何故夢を見るときと見ないときとがあるのか?
人は寝ているとき、夢を見ます。
しかし、たまに「ちっとも夢を見ない」と言う人がいます。
これは、何故でしょうか?
実は、結論から言えば、精神的な病気にかかっていない限り、誰でも毎晩夢を見ているのです。
つまり、「見ない」と言う人は、夢を覚えていないだけなのです。
では、何故夢を覚えている人と覚えていない人がいるのでしょうか?
この疑問に答えを出すためには、まず、夢の実態を掴まなければなりません。
精神分析の祖と言われる、フロイト博士の考えによれば、「夢」とは、こういうものです。
我々人間の心の奥底には、密かな無意識の願望(フロイトは性欲と言っていましたが…賛否両論です)が渦巻いています。
目覚めている間は、意識がその願望をコントロール(抑圧)し、表に出していません。
しかし、ひとたび眠りに入ると、この抑圧が緩み、無意識の願望が活発化して、画像化・物語化されます。
ところが、「抑圧」は緩んだだけで、完全に無くなるわけではないので、そうした願望は夢の中でもストレートに表現はされません。
そのため、どんな願望が表現されているのか、ストレートにはわからない内容になっているのです。

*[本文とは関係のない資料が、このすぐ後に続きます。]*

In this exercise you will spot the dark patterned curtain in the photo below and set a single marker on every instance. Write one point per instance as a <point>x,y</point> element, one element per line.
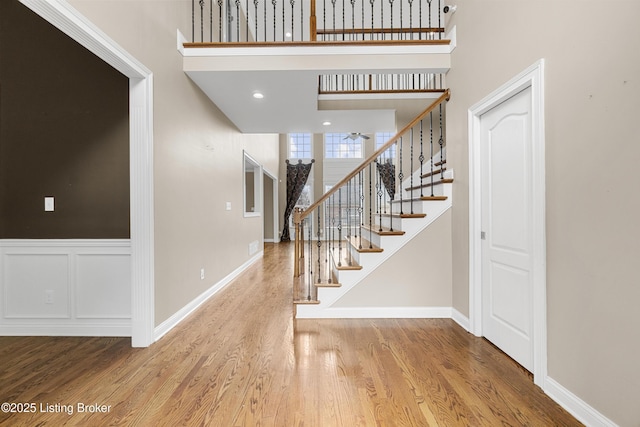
<point>387,173</point>
<point>297,176</point>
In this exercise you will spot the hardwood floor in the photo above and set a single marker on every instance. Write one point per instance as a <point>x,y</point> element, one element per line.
<point>241,360</point>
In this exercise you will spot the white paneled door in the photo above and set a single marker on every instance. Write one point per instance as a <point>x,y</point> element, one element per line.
<point>507,227</point>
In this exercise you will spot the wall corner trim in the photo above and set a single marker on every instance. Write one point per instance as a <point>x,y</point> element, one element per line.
<point>67,19</point>
<point>575,406</point>
<point>185,311</point>
<point>460,319</point>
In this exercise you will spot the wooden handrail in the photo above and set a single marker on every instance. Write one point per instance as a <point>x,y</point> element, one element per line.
<point>378,31</point>
<point>444,97</point>
<point>189,45</point>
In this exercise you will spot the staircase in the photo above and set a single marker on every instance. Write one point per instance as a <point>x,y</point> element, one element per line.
<point>367,218</point>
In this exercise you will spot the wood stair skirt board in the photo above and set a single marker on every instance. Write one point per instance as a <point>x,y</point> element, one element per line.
<point>361,244</point>
<point>388,242</point>
<point>435,173</point>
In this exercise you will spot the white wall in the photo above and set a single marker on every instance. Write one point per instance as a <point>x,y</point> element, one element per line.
<point>198,158</point>
<point>65,287</point>
<point>592,200</point>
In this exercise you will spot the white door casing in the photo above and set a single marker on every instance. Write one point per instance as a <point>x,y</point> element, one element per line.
<point>505,139</point>
<point>72,23</point>
<point>533,78</point>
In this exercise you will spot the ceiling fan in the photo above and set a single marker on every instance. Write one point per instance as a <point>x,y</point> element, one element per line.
<point>356,135</point>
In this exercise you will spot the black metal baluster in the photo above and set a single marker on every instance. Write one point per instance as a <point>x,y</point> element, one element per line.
<point>333,3</point>
<point>274,3</point>
<point>353,19</point>
<point>370,204</point>
<point>220,38</point>
<point>327,237</point>
<point>411,170</point>
<point>360,207</point>
<point>255,17</point>
<point>441,142</point>
<point>237,20</point>
<point>372,25</point>
<point>420,19</point>
<point>201,2</point>
<point>349,209</point>
<point>319,244</point>
<point>430,31</point>
<point>401,34</point>
<point>382,18</point>
<point>431,149</point>
<point>362,20</point>
<point>421,158</point>
<point>324,15</point>
<point>348,247</point>
<point>293,32</point>
<point>400,178</point>
<point>411,18</point>
<point>380,193</point>
<point>439,19</point>
<point>343,21</point>
<point>340,227</point>
<point>309,258</point>
<point>391,3</point>
<point>211,20</point>
<point>333,224</point>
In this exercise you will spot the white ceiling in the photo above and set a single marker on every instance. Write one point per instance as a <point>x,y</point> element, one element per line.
<point>288,79</point>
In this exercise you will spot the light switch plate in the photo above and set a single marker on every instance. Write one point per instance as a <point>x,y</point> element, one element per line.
<point>49,204</point>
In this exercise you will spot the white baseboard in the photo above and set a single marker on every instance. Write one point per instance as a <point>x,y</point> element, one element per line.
<point>381,313</point>
<point>460,319</point>
<point>74,330</point>
<point>576,406</point>
<point>185,311</point>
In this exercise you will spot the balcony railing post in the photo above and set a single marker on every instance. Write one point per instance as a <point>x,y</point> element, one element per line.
<point>313,29</point>
<point>298,266</point>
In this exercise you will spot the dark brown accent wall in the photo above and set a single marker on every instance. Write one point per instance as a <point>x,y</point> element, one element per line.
<point>64,132</point>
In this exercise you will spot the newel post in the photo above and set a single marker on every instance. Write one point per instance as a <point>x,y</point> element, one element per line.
<point>313,29</point>
<point>298,256</point>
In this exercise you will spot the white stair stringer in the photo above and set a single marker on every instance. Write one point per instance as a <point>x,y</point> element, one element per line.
<point>348,279</point>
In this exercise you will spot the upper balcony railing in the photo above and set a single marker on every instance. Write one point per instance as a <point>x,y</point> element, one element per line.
<point>277,21</point>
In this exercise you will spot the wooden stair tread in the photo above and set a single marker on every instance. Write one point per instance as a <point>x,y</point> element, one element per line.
<point>343,260</point>
<point>304,301</point>
<point>434,173</point>
<point>419,199</point>
<point>384,232</point>
<point>441,181</point>
<point>362,245</point>
<point>404,215</point>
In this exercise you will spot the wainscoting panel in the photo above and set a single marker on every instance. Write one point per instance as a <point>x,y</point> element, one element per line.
<point>75,287</point>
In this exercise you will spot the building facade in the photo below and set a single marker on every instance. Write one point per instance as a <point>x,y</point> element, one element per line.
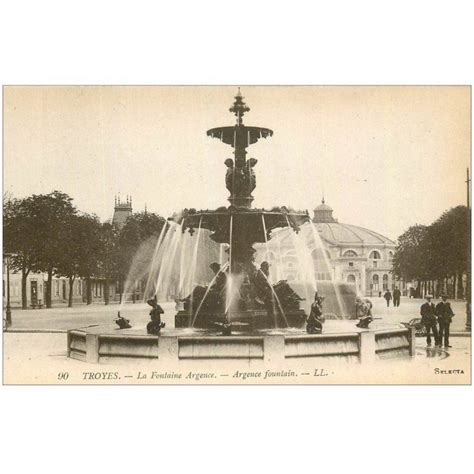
<point>341,252</point>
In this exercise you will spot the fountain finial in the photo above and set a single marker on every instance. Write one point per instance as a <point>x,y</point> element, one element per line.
<point>239,107</point>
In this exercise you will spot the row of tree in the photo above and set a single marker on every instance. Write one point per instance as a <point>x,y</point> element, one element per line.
<point>438,253</point>
<point>46,233</point>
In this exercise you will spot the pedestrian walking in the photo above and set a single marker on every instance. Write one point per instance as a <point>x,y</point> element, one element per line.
<point>429,320</point>
<point>445,316</point>
<point>388,297</point>
<point>396,296</point>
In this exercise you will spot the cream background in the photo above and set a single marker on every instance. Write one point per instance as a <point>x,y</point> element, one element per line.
<point>384,157</point>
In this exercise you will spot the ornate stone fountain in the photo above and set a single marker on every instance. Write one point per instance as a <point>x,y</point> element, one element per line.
<point>265,319</point>
<point>256,303</point>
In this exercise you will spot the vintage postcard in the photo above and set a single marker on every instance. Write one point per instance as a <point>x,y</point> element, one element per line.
<point>236,235</point>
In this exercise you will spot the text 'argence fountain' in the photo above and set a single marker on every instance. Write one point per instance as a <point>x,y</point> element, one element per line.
<point>214,264</point>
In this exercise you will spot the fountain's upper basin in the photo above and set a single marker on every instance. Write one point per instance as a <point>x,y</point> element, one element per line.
<point>248,224</point>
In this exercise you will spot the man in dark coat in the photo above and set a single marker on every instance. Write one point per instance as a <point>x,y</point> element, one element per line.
<point>396,296</point>
<point>445,316</point>
<point>314,323</point>
<point>388,297</point>
<point>428,319</point>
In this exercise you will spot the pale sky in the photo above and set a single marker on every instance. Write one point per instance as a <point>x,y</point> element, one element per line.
<point>384,157</point>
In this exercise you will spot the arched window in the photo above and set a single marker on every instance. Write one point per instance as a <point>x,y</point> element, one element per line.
<point>375,282</point>
<point>349,253</point>
<point>374,255</point>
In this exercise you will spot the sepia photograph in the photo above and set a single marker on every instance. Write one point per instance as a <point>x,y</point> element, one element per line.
<point>236,234</point>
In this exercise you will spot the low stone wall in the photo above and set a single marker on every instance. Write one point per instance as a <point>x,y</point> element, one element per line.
<point>364,346</point>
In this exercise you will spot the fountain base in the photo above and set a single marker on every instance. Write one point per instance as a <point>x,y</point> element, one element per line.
<point>174,348</point>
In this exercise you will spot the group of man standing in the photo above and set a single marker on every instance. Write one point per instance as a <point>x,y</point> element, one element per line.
<point>396,297</point>
<point>432,316</point>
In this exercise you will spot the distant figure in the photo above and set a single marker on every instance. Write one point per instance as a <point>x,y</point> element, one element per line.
<point>314,323</point>
<point>396,296</point>
<point>428,319</point>
<point>363,313</point>
<point>445,316</point>
<point>155,325</point>
<point>388,297</point>
<point>122,323</point>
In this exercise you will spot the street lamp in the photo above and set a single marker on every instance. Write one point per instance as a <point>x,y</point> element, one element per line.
<point>8,311</point>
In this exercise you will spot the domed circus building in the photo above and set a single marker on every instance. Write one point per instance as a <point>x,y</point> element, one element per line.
<point>341,252</point>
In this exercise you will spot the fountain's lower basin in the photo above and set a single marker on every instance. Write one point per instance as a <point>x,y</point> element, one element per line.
<point>341,340</point>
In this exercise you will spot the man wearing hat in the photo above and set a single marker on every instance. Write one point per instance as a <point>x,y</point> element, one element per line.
<point>429,320</point>
<point>445,316</point>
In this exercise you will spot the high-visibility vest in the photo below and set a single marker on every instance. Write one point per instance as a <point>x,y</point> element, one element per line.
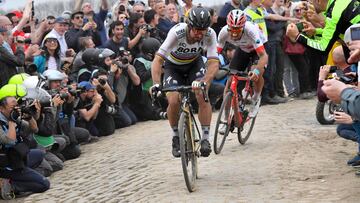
<point>254,17</point>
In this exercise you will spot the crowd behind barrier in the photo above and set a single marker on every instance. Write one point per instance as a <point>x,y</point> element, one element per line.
<point>68,80</point>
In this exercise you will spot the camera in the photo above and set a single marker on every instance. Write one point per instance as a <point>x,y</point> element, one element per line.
<point>355,33</point>
<point>334,72</point>
<point>111,109</point>
<point>123,55</point>
<point>122,8</point>
<point>102,81</point>
<point>146,27</point>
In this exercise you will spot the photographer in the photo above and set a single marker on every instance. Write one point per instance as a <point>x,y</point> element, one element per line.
<point>117,38</point>
<point>88,108</point>
<point>65,109</point>
<point>119,76</point>
<point>104,121</point>
<point>152,20</point>
<point>140,99</point>
<point>136,31</point>
<point>18,177</point>
<point>9,60</point>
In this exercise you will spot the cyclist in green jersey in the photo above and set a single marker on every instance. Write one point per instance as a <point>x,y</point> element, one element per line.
<point>339,15</point>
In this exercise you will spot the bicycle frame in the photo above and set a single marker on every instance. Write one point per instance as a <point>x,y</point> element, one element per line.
<point>186,107</point>
<point>234,102</point>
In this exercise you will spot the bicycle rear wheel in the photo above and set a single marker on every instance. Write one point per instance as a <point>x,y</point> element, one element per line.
<point>188,153</point>
<point>220,137</point>
<point>245,129</point>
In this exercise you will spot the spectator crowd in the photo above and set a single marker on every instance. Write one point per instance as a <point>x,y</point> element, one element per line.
<point>67,80</point>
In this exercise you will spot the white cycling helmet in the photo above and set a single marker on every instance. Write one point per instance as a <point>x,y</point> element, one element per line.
<point>54,75</point>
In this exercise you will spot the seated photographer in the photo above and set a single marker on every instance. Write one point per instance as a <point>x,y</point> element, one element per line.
<point>120,73</point>
<point>104,121</point>
<point>61,96</point>
<point>88,108</point>
<point>15,170</point>
<point>327,71</point>
<point>139,97</point>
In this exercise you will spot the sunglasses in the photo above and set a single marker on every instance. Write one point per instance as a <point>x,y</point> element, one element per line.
<point>236,30</point>
<point>79,17</point>
<point>51,41</point>
<point>199,31</point>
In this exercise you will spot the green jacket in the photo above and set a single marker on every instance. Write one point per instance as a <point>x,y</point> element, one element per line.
<point>340,15</point>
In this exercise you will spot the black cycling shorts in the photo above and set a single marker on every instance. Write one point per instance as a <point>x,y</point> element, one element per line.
<point>178,75</point>
<point>242,59</point>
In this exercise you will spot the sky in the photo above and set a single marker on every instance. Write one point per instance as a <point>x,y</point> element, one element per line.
<point>14,4</point>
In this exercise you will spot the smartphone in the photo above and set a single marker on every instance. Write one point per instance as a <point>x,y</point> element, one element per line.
<point>32,9</point>
<point>355,33</point>
<point>300,26</point>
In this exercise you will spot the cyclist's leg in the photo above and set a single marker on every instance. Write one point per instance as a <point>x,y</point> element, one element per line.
<point>173,78</point>
<point>196,72</point>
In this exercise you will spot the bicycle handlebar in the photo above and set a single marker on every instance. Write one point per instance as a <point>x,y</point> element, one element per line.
<point>235,72</point>
<point>185,89</point>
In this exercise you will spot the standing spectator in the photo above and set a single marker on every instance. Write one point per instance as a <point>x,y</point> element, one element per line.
<point>8,60</point>
<point>59,32</point>
<point>136,31</point>
<point>186,8</point>
<point>80,29</point>
<point>172,12</point>
<point>139,7</point>
<point>117,38</point>
<point>229,6</point>
<point>98,18</point>
<point>298,59</point>
<point>50,58</point>
<point>273,92</point>
<point>152,19</point>
<point>165,24</point>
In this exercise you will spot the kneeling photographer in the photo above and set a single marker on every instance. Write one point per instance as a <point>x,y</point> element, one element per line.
<point>346,74</point>
<point>17,160</point>
<point>121,72</point>
<point>104,121</point>
<point>63,100</point>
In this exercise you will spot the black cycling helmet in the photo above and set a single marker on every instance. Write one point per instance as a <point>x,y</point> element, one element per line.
<point>150,46</point>
<point>91,56</point>
<point>199,17</point>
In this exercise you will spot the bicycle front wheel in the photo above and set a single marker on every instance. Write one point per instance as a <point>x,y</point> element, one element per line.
<point>245,129</point>
<point>223,122</point>
<point>188,153</point>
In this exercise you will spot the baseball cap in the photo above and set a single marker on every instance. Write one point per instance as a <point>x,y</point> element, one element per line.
<point>45,141</point>
<point>348,36</point>
<point>61,20</point>
<point>87,85</point>
<point>75,13</point>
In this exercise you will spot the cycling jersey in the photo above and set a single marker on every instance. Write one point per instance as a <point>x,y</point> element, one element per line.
<point>177,50</point>
<point>251,39</point>
<point>340,14</point>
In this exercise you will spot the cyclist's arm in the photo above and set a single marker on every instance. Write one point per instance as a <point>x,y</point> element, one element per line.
<point>213,59</point>
<point>156,69</point>
<point>160,56</point>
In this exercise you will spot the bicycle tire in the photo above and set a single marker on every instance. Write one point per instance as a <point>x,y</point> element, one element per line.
<point>188,154</point>
<point>243,135</point>
<point>222,137</point>
<point>321,109</point>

そして更に、その願望(夢)の内容が、我々の意識をおびやかすものであればあるほど(つまり、現実の世界でやると危険なものであるほど)、
「意識」はその夢を、再び深層の闇に閉じ込めてしまいます。
つまり、「見たんだけと、覚えていると危険だ」と意識が判断したものが、「覚えていない夢」だと、フロイトは言ったのです。
「大金持ちになった夢」「麻薬を吸った夢」「何かのプロになった夢」…そう言った物は全て、その人物の欲望だ、と言うわけです。